En France, 5,8 millions de salariés sont au chômage partiel pour cause d’épidémie de coronavirus, a annoncé la ministre du Travail le 7 avril [1]. L’Organisation internationale du travail a de son côté décompté que les mesures de confinement total ou partiel touchent actuellement près de 2,7 milliards de travailleurs à travers le monde, soit environ 80 % de la population active de la planète [2].
Dans le même temps, 136 millions de travailleurs de la santé et du secteur social sont sur-sollicités pour répondre à la crise sanitaire. Autant d’infirmières, médecins, travailleurs sociaux, personnels de blanchisserie et de nettoyage… qui courent un risque sérieux de contracter le Covid-19 sur leur lieu de travail. Environ 70 % des emplois dans ces secteurs sont occupés par des femmes au niveau mondial.
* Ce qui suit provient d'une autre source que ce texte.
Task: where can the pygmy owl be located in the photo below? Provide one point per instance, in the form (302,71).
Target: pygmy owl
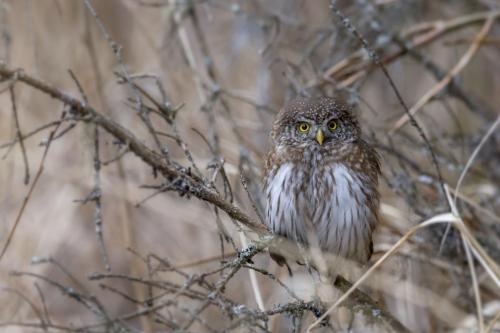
(321,179)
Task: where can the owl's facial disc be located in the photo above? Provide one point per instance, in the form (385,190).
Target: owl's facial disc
(320,137)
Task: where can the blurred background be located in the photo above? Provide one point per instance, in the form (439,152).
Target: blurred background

Certains pays comme la France, l’Allemagne, d’autres pays européens, ou encore la Nouvelle Zélande, ont pris des mesures qui protègent en partie les travailleurs qui se retrouvent sans activité, comme le chômage partiel. Ce n’est pas le cas partout. La situation est encore plus préoccupante pour les travailleurs informels, qui n’ont aucun droit. Selon l’OIT, deux milliards de personnes dans le monde travaillent dans le secteur informel, principalement dans les économies émergentes et en développement. Dans cette crise, ils sont les plus exposés au risque de se retrouver sans aucun revenu pour survivre.
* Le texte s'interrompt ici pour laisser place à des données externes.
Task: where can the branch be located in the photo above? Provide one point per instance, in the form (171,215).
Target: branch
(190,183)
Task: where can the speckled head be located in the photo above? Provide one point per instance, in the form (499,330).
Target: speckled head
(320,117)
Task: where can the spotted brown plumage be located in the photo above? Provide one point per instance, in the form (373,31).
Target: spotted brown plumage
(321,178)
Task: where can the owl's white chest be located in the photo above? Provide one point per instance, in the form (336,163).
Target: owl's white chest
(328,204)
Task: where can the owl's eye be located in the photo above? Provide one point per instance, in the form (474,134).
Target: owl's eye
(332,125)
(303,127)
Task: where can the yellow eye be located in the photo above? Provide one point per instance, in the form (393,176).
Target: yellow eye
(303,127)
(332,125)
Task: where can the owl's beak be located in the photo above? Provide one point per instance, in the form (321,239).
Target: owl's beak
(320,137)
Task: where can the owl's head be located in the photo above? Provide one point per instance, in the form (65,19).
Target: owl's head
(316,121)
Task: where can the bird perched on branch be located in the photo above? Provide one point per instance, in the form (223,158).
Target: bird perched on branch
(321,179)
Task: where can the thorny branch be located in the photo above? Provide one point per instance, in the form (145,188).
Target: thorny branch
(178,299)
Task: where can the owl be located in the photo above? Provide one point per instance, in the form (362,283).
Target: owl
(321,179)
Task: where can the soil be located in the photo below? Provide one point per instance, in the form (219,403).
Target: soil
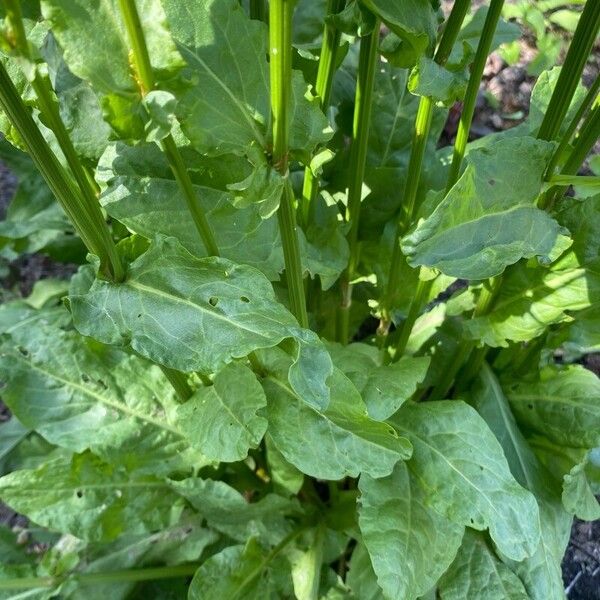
(511,87)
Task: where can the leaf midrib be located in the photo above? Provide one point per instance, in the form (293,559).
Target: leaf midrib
(121,407)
Pour un fonds mondial de protection sociale universelle
« Les travailleurs de l’économie informelle ne bénéficient pas de la protection de base que les emplois formels offrent habituellement, notamment en matière de protection sociale. Ils sont également désavantagés dans l’accès aux services de soins de santé et n’ont pas de revenu de remplacement s’ils arrêtent de travailler en cas de maladie », rappelle l’OIT dans son document de suivi de la crise du Covid-19 du 7 avril. « Les travailleurs informels des zones urbaines ont également tendance à travailler dans des secteurs économiques qui non seulement présentent un risque élevé d’infection par le virus, mais sont également directement touchés par les mesures de confinement ; comme les recycleurs de déchets, les vendeurs ambulants, les travailleurs de la construction, du transport et les travailleurs domestiques », rappelle aussi l’organisation.
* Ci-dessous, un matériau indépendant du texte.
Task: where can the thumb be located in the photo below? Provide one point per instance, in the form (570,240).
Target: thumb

Parmi les pays les plus menacés, l’Inde, le Nigeria, le Brésil, où le nombre de travailleurs informels touchés par les mesures de confinement est considérable, constate l’OIT : « En Inde, environ 400 millions de travailleurs de l’économie informelle risquent de sombrer plus profondément dans la pauvreté pendant la crise ».
L’Organisation appelle donc à des mesures politiques au niveau mondial pour faire face à la crise du travail due au Covid. Pour l’OIT, il faut non seulement soutenir les entreprises, l’emploi et les revenus, mais aussi protéger les travailleurs sur le lieu de travail et utiliser le dialogue social entre le gouvernement, les travailleurs et les employeurs pour trouver des solutions à la crise. La Confédération syndicale internationale demande de son côté la création d’un fonds mondial de protection sociale universelle pour les pays les plus pauvres, afin de soutenir les soins de santé et le maintien de revenus partout sur la planète. Sharan Burrow, la présidente de la CSI, en appelle à un dialogue social au niveau mondial « entre les syndicats, les employeurs et les gouvernements » [3] : « C’est la base d’un avenir post-pandémie qui ne laisserait personne de côté ».